Chicken Ranch underwent an extension of its existing facilities in 2024. The casino spent $325 million to construct a nine-story resort housing 197 rooms, restaurants, a gym, a Native American cultural hub, and a 100,000 sqft gaming area. It had 14 table games and 900 slot machines. The existing casino continued operating and allows smoking. Since alcohol is prohibited, players 18 and older are allowed. The freshly launched casino disallowed smoking but had a designated smoking area.
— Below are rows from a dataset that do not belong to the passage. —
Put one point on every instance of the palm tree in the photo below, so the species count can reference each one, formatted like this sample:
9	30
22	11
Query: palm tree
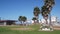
49	4
22	19
34	19
36	13
45	13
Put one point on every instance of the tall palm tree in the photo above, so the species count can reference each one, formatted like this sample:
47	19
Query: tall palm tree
49	4
45	13
36	13
22	19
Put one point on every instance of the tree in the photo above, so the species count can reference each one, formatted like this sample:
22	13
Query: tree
46	9
45	13
36	13
34	19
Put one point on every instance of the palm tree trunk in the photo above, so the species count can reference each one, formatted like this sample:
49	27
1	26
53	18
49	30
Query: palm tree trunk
46	21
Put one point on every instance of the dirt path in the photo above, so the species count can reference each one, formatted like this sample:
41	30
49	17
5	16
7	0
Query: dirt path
21	28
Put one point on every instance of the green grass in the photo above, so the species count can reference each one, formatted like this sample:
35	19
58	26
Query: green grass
6	30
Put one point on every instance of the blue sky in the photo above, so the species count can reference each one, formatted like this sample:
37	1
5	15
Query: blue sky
12	9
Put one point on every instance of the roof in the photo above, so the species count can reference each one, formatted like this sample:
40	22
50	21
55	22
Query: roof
8	21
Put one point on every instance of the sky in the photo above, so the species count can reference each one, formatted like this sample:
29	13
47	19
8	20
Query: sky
12	9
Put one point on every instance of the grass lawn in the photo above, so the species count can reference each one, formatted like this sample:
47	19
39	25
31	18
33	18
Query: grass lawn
35	28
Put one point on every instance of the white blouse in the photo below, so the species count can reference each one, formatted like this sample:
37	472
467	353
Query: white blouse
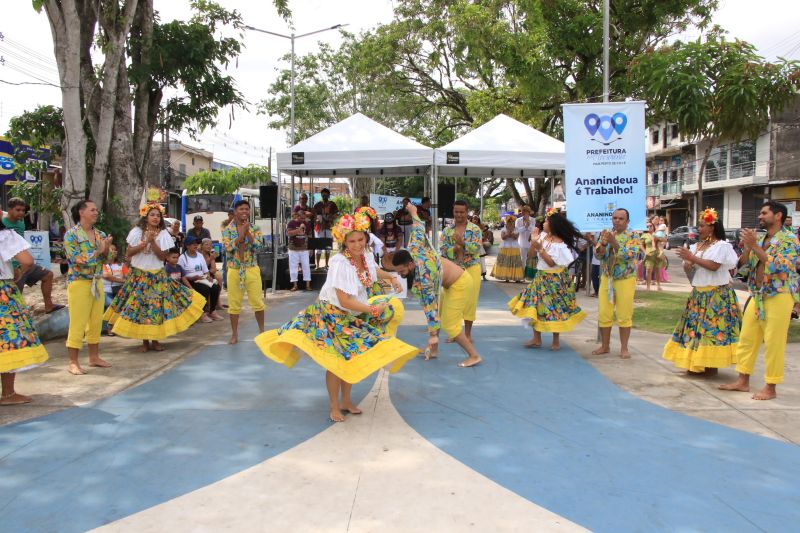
558	252
343	276
148	260
10	245
720	252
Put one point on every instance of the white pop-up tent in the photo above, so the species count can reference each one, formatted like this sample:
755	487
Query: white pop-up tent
357	146
503	147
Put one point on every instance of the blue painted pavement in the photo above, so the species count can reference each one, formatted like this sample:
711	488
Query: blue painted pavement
552	429
218	413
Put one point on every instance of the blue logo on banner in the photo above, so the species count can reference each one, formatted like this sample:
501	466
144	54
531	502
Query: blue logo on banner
606	126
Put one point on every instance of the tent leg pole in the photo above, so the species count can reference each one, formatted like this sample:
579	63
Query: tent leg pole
275	239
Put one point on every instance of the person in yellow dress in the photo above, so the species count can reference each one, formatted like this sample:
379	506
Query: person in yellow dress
346	332
20	347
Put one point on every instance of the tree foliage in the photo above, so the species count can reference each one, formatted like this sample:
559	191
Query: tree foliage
441	67
715	90
221	182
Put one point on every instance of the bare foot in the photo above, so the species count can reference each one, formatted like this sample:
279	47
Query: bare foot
767	393
15	399
76	370
737	385
470	362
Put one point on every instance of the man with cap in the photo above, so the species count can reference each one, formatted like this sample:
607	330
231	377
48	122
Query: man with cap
198	231
326	212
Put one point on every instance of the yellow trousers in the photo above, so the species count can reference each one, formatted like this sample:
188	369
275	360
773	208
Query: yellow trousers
471	307
772	331
455	299
85	313
252	285
622	304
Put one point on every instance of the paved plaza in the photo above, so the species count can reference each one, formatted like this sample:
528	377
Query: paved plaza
207	437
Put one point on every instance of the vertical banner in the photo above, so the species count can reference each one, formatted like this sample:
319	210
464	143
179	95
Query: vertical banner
40	247
605	163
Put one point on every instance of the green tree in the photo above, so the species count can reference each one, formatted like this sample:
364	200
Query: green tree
118	93
715	90
221	182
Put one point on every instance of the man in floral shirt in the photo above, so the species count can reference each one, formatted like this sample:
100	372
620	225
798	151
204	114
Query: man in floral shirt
462	244
436	279
770	269
241	240
619	252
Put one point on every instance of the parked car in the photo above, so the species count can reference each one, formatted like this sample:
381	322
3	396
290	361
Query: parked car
682	236
734	236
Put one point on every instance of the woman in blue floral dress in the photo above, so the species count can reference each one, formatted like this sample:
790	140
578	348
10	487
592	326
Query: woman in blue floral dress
150	305
20	347
346	332
707	333
548	301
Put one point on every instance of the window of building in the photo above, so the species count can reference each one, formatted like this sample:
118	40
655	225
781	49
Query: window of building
743	159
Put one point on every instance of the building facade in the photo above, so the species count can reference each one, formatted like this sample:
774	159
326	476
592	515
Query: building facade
739	176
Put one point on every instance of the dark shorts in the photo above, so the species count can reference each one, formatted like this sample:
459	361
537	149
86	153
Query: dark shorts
34	275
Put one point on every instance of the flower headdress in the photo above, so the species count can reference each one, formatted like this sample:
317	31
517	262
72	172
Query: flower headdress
367	210
146	208
709	216
348	224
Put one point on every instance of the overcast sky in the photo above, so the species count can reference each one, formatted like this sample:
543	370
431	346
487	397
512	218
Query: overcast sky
27	50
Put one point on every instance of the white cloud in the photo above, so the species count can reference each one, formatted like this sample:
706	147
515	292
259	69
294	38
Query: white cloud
771	26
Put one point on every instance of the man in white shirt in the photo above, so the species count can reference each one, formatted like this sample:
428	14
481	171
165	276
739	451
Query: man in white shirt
523	228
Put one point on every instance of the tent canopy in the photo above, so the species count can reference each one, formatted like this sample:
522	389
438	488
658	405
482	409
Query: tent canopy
503	147
357	146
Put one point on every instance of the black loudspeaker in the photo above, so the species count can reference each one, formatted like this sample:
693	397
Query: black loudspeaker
447	195
268	200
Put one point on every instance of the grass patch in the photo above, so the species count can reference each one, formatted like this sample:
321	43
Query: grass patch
660	311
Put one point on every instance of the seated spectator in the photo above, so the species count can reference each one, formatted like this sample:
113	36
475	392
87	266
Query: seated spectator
15	219
196	270
174	270
207	249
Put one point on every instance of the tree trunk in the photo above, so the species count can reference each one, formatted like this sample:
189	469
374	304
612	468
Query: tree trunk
116	26
65	26
699	205
128	184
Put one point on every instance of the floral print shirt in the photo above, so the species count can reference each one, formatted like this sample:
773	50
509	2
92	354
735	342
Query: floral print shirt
780	274
427	273
473	244
77	246
621	265
244	256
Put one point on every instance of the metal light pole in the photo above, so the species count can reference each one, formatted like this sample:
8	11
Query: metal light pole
292	38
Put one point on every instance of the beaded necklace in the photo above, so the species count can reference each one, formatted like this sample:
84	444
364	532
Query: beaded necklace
362	270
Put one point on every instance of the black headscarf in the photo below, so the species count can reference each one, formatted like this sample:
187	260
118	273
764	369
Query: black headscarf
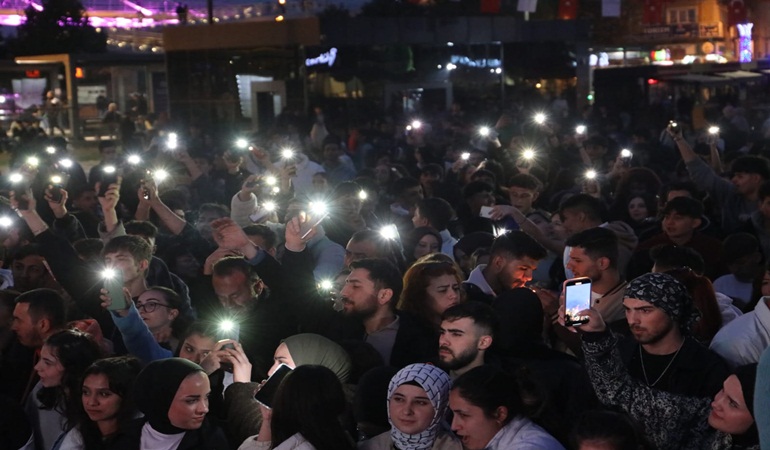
155	389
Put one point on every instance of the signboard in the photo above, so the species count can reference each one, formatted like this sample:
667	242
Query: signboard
87	94
683	30
324	59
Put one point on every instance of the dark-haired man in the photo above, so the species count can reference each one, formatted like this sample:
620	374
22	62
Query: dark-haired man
581	212
467	332
513	257
37	314
737	196
682	217
594	254
369	297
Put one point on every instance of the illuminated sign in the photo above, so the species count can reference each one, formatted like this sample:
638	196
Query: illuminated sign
324	58
744	41
661	55
461	60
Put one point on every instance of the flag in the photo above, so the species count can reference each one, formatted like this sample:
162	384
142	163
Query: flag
490	6
527	6
653	12
610	8
736	12
568	9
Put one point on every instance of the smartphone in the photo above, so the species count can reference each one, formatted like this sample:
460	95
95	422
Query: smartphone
20	192
109	176
305	230
114	286
58	182
266	393
577	297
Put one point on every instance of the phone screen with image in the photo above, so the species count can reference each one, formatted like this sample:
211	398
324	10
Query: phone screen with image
577	295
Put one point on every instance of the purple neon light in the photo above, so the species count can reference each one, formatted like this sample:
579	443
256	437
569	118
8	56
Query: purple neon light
15	20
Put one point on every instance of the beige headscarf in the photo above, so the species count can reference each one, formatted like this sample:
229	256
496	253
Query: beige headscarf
315	349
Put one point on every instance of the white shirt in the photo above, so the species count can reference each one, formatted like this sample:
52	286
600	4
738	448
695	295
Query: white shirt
738	290
743	340
477	278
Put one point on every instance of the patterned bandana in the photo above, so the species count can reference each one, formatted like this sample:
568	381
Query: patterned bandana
668	294
436	384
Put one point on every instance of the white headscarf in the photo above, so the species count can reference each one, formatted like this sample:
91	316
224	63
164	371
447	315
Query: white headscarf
436	384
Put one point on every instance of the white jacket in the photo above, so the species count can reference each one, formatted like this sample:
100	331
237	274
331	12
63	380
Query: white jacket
296	442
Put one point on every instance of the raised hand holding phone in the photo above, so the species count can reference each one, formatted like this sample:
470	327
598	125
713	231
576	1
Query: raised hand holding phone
577	298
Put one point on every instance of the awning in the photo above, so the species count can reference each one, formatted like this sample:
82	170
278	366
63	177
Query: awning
740	74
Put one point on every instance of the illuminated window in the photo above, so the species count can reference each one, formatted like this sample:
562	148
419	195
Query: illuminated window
678	16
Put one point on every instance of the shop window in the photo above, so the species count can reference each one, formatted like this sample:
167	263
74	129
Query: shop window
678	16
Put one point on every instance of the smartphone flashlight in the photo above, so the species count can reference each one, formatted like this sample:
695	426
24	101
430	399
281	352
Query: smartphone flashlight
159	175
269	206
528	154
241	143
389	232
318	208
172	141
226	325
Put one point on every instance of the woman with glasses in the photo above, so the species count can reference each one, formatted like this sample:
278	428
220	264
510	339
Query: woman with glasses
151	326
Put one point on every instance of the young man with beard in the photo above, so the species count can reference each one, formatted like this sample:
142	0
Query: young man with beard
513	257
369	297
662	352
467	332
594	254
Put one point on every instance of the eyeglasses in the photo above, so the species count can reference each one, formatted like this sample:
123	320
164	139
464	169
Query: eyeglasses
150	306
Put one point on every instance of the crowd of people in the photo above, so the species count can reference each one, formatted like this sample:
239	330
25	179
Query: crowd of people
401	288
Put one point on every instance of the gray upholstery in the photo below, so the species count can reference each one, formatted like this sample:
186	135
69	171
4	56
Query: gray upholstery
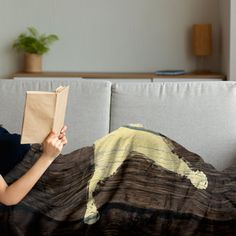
199	115
87	113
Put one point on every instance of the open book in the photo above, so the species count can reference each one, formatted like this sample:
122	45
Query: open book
44	112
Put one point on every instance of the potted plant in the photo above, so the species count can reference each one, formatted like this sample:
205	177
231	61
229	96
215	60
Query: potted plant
34	45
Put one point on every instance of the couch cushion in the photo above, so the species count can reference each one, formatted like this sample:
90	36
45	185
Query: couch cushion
88	110
199	115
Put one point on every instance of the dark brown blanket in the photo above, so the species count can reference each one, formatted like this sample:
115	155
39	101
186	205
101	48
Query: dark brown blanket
140	198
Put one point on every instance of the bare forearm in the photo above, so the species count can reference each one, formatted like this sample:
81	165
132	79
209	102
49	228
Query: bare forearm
17	190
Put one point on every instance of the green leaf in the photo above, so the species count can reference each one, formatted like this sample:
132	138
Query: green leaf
34	42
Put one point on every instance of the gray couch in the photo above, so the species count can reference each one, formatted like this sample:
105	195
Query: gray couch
199	115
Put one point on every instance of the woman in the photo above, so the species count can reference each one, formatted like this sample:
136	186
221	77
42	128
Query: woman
52	147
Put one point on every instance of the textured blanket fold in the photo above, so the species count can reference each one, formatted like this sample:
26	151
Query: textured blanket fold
130	182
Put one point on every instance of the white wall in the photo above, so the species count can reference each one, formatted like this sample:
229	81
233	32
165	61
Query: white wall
225	36
232	64
109	35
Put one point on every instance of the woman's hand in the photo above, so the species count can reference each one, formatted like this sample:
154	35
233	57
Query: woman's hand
53	144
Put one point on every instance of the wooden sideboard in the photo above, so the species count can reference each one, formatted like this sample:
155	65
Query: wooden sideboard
122	76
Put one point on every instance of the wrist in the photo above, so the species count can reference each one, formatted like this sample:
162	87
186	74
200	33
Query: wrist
47	158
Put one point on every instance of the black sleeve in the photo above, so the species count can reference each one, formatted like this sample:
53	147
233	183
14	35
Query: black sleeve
11	151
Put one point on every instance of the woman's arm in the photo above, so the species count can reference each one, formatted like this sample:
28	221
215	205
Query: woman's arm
14	193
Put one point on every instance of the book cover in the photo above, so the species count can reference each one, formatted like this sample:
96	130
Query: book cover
44	111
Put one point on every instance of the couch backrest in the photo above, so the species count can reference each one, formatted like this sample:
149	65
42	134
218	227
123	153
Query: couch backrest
87	114
199	115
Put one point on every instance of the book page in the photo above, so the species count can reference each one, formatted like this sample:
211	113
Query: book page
38	116
61	102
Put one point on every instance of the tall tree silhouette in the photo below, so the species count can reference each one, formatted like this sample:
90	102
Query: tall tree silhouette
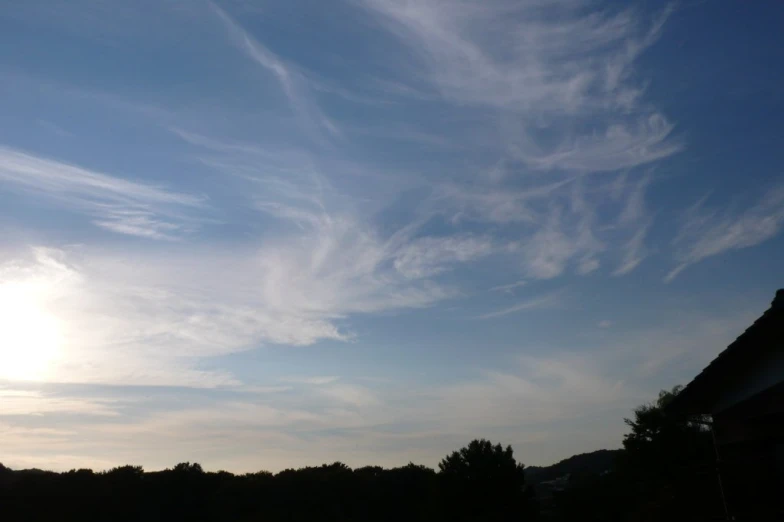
483	481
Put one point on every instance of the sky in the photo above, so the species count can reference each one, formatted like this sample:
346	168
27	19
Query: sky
266	234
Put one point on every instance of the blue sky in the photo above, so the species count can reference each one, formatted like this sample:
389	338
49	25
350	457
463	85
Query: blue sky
269	234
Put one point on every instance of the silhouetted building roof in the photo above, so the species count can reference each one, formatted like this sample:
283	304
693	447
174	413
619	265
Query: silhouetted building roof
736	362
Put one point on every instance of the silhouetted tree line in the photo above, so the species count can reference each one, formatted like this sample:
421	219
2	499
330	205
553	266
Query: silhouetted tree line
666	471
480	482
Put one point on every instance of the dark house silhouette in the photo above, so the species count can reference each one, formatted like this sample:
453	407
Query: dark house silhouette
743	391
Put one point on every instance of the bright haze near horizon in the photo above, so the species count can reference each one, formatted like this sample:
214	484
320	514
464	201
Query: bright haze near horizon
268	234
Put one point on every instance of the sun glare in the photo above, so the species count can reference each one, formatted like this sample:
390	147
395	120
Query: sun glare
30	336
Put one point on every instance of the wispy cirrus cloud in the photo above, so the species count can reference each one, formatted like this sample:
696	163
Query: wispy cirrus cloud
545	301
558	65
116	204
706	232
292	82
428	256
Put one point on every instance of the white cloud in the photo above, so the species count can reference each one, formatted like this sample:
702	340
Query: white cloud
431	255
293	84
523	55
551	300
27	402
509	288
116	204
708	232
620	146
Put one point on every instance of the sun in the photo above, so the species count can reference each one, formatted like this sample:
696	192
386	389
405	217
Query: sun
30	337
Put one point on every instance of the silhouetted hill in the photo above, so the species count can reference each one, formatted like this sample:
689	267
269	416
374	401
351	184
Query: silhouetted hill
592	463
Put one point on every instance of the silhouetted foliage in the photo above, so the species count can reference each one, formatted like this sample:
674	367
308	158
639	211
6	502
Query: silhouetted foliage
484	482
665	471
331	492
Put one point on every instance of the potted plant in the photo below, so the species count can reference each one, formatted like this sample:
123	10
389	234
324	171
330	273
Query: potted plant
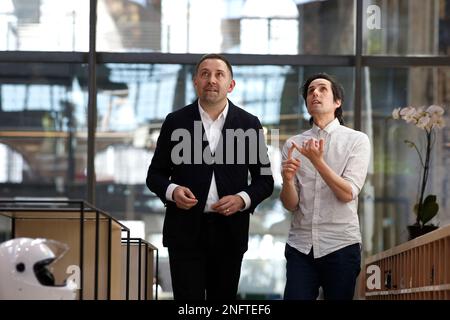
428	119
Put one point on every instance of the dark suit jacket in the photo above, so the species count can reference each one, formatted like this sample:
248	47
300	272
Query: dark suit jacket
183	228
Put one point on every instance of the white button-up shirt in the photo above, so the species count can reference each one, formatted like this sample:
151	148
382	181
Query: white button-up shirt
213	131
321	220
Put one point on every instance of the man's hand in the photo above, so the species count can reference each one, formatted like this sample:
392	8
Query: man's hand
184	198
229	205
290	165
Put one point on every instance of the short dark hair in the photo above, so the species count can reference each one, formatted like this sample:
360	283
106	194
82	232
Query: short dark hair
214	56
338	93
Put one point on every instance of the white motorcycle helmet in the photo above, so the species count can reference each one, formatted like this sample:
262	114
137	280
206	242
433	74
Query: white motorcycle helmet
25	272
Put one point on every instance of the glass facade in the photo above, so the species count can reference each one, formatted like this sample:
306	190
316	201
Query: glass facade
146	52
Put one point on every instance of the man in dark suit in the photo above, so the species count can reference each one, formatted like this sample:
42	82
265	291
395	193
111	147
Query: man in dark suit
200	170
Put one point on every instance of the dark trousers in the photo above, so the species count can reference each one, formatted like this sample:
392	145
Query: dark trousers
336	273
210	271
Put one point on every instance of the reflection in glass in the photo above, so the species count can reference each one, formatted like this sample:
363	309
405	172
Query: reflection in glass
42	130
391	186
412	27
45	25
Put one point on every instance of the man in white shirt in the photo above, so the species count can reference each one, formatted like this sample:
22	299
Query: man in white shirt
203	159
323	171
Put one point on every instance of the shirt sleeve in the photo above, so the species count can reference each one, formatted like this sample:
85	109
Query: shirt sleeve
358	163
244	195
169	191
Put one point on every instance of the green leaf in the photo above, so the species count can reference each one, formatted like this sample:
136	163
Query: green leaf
429	209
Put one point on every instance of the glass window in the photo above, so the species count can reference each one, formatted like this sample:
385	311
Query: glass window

==Ambiance and amenities==
In 1992, Chicken Ranch had a gift shop that sold Native American and bingo memorabilia. 600 arrowheads were showcased on a wall. A second wall featured photos of players who won large payouts. Ron DeLacy of The Modesto Bee in 1998 described the casino as having a tranquil environment, linoleum flooring, and plastic seating. Servers made rounds serving coffee rather than alcoholic beverages. According to DeLacy, "this isn't like the glitz of Lake Tahoe or Las Vegas. It's more like a warehouse the size of a football field with bingo tables and slot machines".

In 2021, Chicken Ranch housed two restaurants: Ranch House Restaurant and the café bistro The Roost. After the casino underwent an extension in 2024, it opened the eateries Perch Rooftop Dining, Quill Bar, Trailblazer Coffee Co., (209) Sports Bar + Kitchen, and Wahlburgers.